We're used to thinking of a workout as work on the body: muscles, heart, endurance. But one of the most reliable effects of physical exercise is neurobiological. Movement triggers a cascade in the brain that protects neurons from age-related wear, strengthens the connections between them and even helps new cells be born in the region responsible for memory. And unlike many loud claims about "boosting your brain," here we have randomized trials and meta-analyses, not just promises.
What BDNF Is and Why It Matters
At the center of the story is a molecule with a long name — brain-derived neurotrophic factor, or BDNF. It's a protein that supports neuron survival, stimulates the growth and branching of synapses and takes part in neurogenesis — the formation of new nerve cells in the hippocampus. Informally it's called "fertilizer for the brain": without it, existing connections weaken and new ones barely form.
The key fact: BDNF levels aren't fixed. They can be raised, and the most studied way to do that is physical exercise. A meta-analysis published in Brain and Behavior in 2022 (21 randomized controlled trials, 809 participants) showed that regular training reliably raises blood BDNF levels: the standardized effect (SMD) was 0.68 for long-term programs. In people over 60 the effect was even more pronounced — SMD 0.95. The very group that needs neuroprotection most responds to exercise the strongest.
How Exercise Physically Grows the Hippocampus
BDNF is the mechanism. But is there a result you can see on a brain scan? Yes. The most cited work here is the randomized trial by Kirk Erickson and colleagues (PNAS, 2011) on 120 older adults with an average age of about 67. One group spent a year doing moderate walking, the other (control) did only stretching.
After a year, the anterior hippocampus — a region critical for forming new memories and spatial memory — grew by 2% in the walking group. In the control group it shrank by 1.4% over the same year. Given that the hippocampus normally loses 1–2% of its volume per year after middle age, the exercise effectively reversed about two years of atrophy. And an important detail: the increase in volume was linked to a rise in serum BDNF levels.

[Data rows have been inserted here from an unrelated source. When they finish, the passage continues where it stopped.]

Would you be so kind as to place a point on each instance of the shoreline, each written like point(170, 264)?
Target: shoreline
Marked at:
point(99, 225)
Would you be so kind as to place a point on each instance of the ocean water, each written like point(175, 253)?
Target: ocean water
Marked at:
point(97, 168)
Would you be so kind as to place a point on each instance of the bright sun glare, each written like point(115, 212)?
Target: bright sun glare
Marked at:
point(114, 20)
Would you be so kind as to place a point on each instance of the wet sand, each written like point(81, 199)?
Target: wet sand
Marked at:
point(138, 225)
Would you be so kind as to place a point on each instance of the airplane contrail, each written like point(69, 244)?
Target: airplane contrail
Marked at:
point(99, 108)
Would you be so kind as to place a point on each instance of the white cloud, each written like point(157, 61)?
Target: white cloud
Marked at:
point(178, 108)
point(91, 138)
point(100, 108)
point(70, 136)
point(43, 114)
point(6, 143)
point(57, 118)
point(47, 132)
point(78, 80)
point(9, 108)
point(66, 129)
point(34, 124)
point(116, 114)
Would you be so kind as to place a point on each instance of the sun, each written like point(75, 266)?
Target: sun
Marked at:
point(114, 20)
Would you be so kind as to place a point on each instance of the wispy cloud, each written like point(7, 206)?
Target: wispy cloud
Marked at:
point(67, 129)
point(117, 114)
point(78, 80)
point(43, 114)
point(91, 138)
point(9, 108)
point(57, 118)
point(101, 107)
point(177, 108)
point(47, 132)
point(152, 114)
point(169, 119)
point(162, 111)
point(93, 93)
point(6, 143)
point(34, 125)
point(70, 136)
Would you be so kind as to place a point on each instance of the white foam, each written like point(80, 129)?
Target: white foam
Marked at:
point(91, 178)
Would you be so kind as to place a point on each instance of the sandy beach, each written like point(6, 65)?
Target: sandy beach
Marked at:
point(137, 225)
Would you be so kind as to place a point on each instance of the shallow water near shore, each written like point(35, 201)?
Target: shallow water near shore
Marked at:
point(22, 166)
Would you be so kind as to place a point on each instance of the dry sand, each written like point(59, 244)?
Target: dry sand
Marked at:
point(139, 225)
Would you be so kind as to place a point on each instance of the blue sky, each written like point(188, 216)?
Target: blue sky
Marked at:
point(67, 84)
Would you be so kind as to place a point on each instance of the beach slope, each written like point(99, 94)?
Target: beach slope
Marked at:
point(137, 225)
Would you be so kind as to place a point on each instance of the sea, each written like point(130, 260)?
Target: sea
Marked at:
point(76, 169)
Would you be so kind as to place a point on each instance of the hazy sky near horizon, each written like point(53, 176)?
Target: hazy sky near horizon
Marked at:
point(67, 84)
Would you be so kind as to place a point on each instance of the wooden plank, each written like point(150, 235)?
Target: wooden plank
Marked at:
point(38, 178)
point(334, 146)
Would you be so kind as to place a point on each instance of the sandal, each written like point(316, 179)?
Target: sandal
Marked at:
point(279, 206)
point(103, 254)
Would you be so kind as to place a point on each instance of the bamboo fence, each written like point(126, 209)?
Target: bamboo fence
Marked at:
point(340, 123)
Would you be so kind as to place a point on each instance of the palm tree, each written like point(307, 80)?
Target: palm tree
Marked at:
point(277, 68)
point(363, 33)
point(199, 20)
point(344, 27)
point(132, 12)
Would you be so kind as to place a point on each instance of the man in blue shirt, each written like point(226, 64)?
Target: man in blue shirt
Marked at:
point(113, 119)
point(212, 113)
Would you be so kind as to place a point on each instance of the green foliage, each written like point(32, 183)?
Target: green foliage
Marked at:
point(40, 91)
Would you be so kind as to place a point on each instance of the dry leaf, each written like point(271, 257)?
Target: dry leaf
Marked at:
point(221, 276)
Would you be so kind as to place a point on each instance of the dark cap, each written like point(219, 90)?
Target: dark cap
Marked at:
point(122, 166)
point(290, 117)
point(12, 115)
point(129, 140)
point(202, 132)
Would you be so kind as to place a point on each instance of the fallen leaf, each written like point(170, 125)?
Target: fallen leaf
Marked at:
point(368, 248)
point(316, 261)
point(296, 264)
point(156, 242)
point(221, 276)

It's worth being honest about the limitations, too. Later meta-analyses paint a more modest and uneven picture: the effect on hippocampal volume is small on average, and some studies found no significant gain in healthy people. A 2024 systematic review of randomized trials in older adults concluded that the main effect of aerobic exercise is not so much an increase in volume as protection against its loss, especially in the left hippocampus. In other words, training works more like a brake on atrophy than a growth button — but even that is a huge difference over a span of decades.
The Acute Spike Versus the Long Rebuild
The effect has two speeds. The first is acute: BDNF spikes after just one workout. A meta-analysis of 55 studies (European Journal of Neuroscience, 2017) showed that a single session raises blood BDNF with an effect of SMD 0.59, and the longer the exercise lasted, the bigger the spike. But this rise is short-lived and on its own does not rebuild the brain.
The second speed is structural. For BDNF spikes to add up to the growth or preservation of the hippocampus, you need months of regular exercise. This explains why "going for a couple of runs" produces no cognitive effect, while a year of discipline does. The brain responds to accumulated regularity, not to a one-off feat.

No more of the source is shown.